A series of homobivalent 4-aminoquinolines conjugated by two 4-aminoquinoline moieties via varying alkane linker length (C2-C12) were characterized for their affinities for each α2-AR subtype. Subsequently, docking, molecular dynamics and mutagenesis were applied to uncover the molecular mechanism.

Results

Most 4-aminoquinolines (4-aminoquinoline monomer, C2-C6, C8-C10) were selective for α2A-AR over α2B- and α2C-ARs. Besides, the affinities are of similar linker length-dependence for each α2-AR subtype. Among all the compounds tested, C10 has the highest affinity for α2A-AR (pKi=−7.45±0.62), which is 12-fold and 60-fold selective over α2B-AR and α2C-AR, respectively.
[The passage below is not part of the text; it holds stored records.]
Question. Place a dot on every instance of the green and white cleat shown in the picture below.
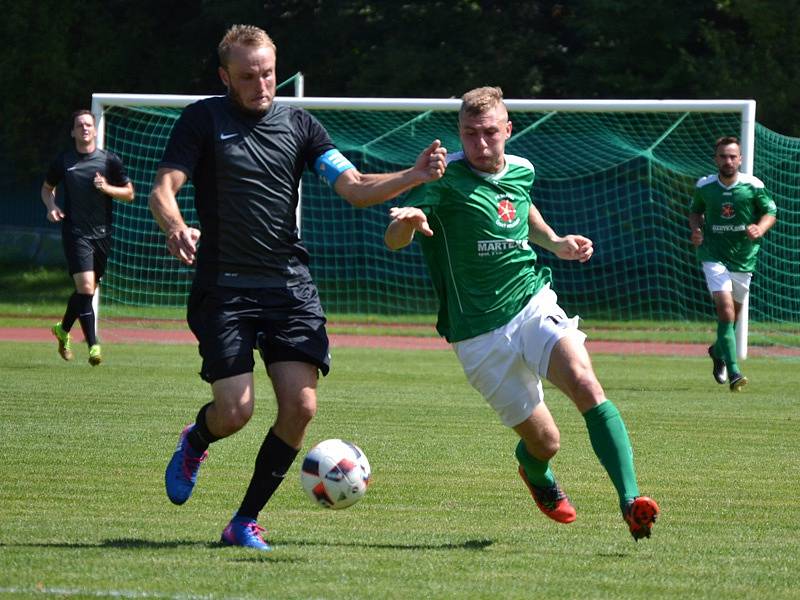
(95, 357)
(64, 341)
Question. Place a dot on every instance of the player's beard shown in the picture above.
(236, 98)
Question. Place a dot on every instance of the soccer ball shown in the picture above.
(335, 474)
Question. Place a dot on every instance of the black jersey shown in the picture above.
(246, 172)
(88, 210)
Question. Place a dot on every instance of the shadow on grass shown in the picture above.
(130, 543)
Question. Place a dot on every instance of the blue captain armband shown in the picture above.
(331, 164)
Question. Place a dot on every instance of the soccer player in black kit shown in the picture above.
(92, 177)
(252, 287)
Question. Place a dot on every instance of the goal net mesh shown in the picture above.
(624, 179)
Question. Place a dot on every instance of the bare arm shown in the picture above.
(368, 189)
(568, 247)
(696, 221)
(48, 195)
(181, 239)
(118, 192)
(405, 221)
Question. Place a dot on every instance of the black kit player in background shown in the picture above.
(92, 177)
(252, 286)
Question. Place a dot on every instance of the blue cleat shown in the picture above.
(181, 474)
(244, 531)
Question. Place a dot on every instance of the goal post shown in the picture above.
(620, 171)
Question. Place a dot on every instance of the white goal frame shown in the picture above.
(745, 108)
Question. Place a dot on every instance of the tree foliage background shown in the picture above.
(60, 52)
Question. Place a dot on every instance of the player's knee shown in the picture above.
(230, 418)
(548, 444)
(587, 391)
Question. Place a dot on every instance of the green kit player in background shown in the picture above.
(729, 215)
(499, 313)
Docking and molecular dynamics suggest that C10 simultaneously interacts with orthosteric and “allosteric” sites of the α2A-AR. The mutation of F205 decreases the affinity by 2-fold. The potential allosteric residues include S90, N93, E94 and W99.

Conclusion

The specificity of C10 for the α2A-AR and the potential orthosteric and allosteric binding sites proposed in this study provide valuable guidance for the development of novel α2A-AR subtype selective compounds.

Acknowledgments

This work was supported by National Science Foundation of China Grant (81803648, 81470931, 31401188, 31701098, 81803183), Sichuan University Grant (2018SCUH0039, 2016SCU11021, 2016SCU04A08) and Applied Basic Research Program of Sichuan Province Grant (2016JY0027).

Abbreviations

AR, Adrenoceptor; CNS, Central nervous system; [125I]-PIC, [125I]-paraiodoclonidine.

Disclosure

The authors declare no conflicts of interest in this work.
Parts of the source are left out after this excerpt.